Никанорыч в эйфории подошел к груше – еще на подходе он видел красноватые бока плодов, усеявших дерево с вершины до нижних веток. И не сразу обратил внимание на тот факт, что плоды уж очень-очень выросли за последние дни. Никанорыч протянул руку к груше, и сквозь пелену, устилавшую и зрение, и слух, вдруг услышал отчетливо куриное:
          - Ко-ко-кхо! – и вдруг ожившие плоды с куриным квохтаньем, хлопаньем крыльев, сверкая на закатном солнце красными перьями, посыпались с грушевого дерева, бросились, испуганно кудахча, наутек, в сторону сарая.
          От резких звуков пелена с глаз Никанорыча спала, и он с удивлением увидел одну-единственную грушу с обклеванным красным бочком, сиротливо висевшую у самой верхушки.
Никанорыч с минуту смотрел на эту картину, потом пошел в дровяник, взял топор. Но сил рубить головы курам не было, он выронил топор и опустился на чурку.
          Так и сидел он на чурке, пока солнце не скрылось за дальними тополями и ночная прохлада не стала подниматься из недр, бережно окутывая все живое на земле.

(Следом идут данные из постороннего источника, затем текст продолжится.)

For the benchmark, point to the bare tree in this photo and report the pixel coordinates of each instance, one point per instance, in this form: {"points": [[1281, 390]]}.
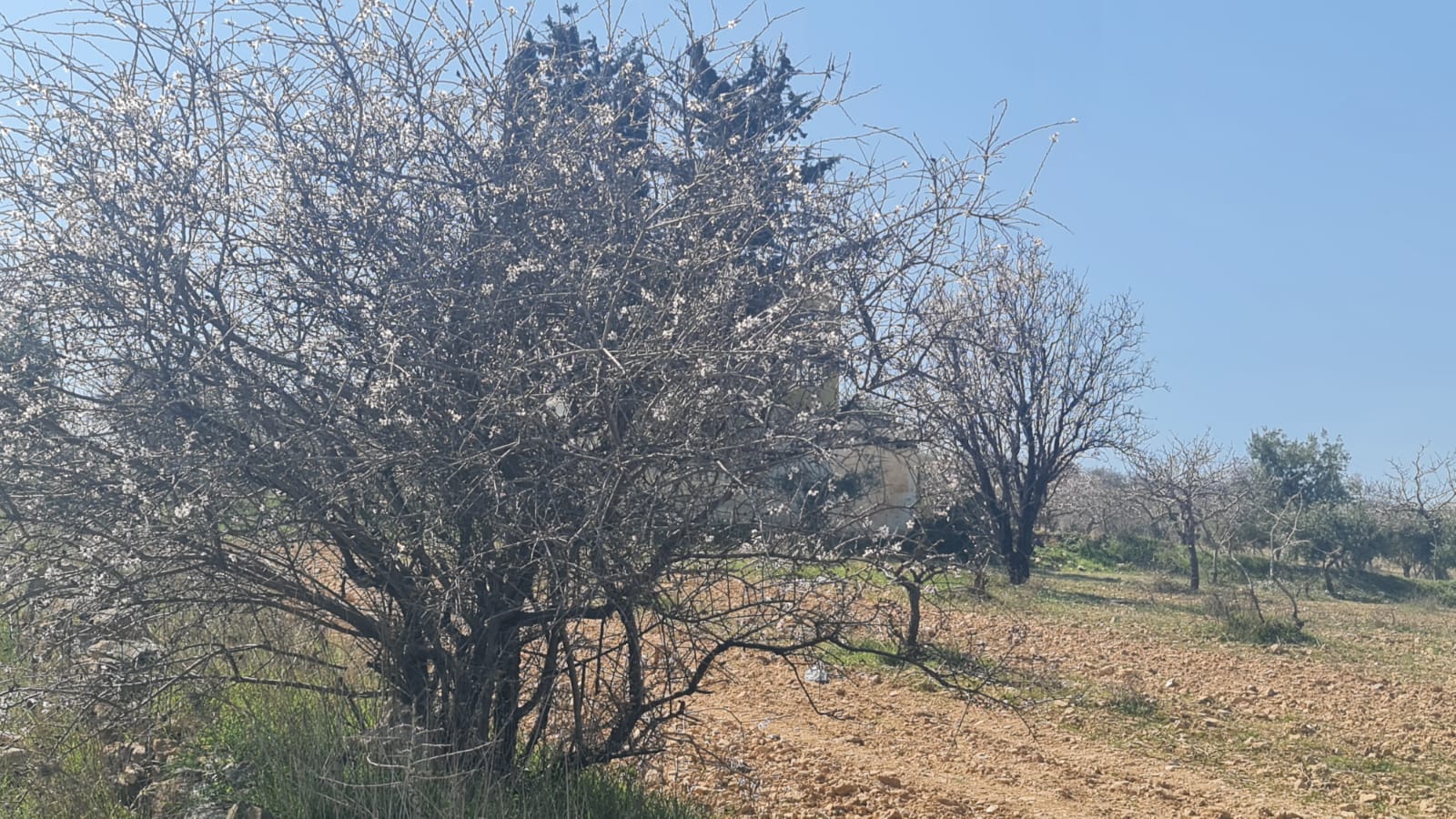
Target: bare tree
{"points": [[1021, 376], [1097, 501], [1424, 490], [1188, 481], [500, 351]]}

          «Может быть и мой инстинкт поможет выжить?» - думал Никанорыч, и не было в его душе ни страха, ни горечи, ни веры в то, что жизнь уходит из его тела.
          А на небе высыпали яркие, огромные, здесь, звезды, которые казались вечными в этом скоротечном мире. И все плохое, несправедливое уносилось в высь, в небытие, а здесь оставалась настоящая реальная жизнь, за которую стоило побороться.